Moral training and spiritual practices fuel and nourish us. Deep reflection and contemplation of the life, teaching, and spirit of Jesus is one such practice. Gandhi studied the New Testament daily and was further transformed by Jesus’ love, spirituality, and power despite (or because of?) his rejection of dogmatic Christianity.

Jesus told a parable of two sons that should challenge the traditional dogma of salvation for Christians alone. A father told his two sons to work in his vineyard. The first said yes, but didn’t do it. The second said no, but changed his mind and worked. Jesus used this parable to point out that the religious leaders – those who said the right things and acted righteous – were actually far less righteous than the tax collectors and prostitutes they considered outcasts (Matt. 21:28-32). Gandhi was like the second son because he rejected Christian doctrine but imbibed and lived out the radical love of Jesus.

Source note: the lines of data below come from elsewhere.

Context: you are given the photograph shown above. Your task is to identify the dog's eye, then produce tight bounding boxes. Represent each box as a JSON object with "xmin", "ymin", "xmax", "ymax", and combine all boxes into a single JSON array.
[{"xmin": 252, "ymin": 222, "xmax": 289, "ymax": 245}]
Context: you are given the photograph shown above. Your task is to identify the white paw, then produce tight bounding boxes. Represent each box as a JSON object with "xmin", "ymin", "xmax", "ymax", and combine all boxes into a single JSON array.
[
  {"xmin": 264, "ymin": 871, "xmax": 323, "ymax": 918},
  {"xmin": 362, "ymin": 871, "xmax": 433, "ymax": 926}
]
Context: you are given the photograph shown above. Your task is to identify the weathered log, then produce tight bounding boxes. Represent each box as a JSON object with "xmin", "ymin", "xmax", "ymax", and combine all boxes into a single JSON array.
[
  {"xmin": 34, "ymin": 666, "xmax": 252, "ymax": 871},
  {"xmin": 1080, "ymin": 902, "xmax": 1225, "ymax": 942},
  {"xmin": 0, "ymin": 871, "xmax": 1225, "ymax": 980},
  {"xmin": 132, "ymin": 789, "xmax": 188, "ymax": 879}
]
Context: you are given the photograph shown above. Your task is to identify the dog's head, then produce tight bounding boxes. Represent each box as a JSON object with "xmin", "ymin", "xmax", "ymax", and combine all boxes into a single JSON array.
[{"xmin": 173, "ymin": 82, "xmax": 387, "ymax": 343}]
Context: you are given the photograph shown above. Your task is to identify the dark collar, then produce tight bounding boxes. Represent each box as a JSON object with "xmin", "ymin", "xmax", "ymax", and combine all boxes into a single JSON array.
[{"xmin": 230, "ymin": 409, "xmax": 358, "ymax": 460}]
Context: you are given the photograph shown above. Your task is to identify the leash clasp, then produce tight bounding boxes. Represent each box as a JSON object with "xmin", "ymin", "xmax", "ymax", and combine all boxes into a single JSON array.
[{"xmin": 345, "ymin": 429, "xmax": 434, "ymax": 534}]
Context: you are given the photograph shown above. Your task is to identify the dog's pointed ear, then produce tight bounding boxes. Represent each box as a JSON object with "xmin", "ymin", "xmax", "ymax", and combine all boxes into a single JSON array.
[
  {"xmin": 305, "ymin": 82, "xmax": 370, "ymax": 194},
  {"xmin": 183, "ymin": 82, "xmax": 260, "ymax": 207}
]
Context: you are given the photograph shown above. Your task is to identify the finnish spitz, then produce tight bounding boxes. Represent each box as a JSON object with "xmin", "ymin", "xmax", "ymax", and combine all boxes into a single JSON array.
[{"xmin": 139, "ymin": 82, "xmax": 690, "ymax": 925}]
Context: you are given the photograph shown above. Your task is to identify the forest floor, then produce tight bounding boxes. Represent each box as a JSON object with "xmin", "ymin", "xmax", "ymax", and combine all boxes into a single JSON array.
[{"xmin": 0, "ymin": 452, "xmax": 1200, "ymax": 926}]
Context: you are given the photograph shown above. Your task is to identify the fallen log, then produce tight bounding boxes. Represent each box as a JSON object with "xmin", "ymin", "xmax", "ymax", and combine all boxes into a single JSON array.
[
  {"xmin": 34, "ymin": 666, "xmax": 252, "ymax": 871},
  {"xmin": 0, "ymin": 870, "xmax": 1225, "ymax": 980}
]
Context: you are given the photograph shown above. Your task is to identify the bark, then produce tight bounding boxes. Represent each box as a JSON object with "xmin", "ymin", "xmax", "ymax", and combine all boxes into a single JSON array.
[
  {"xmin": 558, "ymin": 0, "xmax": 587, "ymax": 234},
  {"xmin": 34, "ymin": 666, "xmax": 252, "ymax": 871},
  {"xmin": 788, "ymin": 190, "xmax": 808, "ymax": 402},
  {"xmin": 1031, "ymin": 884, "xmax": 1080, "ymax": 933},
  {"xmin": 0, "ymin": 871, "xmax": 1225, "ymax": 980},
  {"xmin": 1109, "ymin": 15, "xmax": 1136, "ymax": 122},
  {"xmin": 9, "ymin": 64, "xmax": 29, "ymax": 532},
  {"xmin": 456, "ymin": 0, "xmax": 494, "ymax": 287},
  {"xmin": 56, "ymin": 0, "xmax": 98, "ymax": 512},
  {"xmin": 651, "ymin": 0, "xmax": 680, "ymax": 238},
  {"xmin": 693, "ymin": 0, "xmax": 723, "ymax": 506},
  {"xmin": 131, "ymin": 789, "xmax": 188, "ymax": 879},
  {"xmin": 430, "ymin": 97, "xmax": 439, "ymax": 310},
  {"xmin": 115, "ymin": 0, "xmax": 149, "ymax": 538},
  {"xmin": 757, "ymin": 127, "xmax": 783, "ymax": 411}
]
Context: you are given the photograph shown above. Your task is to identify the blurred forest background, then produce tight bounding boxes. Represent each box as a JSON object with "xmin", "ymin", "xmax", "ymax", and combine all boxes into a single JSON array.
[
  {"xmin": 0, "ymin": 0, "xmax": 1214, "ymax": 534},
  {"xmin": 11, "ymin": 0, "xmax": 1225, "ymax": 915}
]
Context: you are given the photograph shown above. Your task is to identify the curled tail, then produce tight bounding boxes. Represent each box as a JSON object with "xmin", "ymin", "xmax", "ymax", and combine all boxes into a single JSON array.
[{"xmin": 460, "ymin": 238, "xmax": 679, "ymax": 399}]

Jesus also told a parable in which he is the vine and the disciples are the branches drawing life and energy from him. He warns them that if they aren’t truly attached to the vine they “cannot bear fruit” and “cannot do anything” (John 15) – essentially that they would make a mess of the world, as Christianity has often done.

We can still embrace the worldview of a cosmic battle of good versus evil so prevalent in human cultures and religions, but we have to fight in a way that’s pure and increases the goodness in the world. Nonviolence is good, life-giving, and with discipline and creativity it’s practical. In this way, we can all see Jesus as a savior of the world.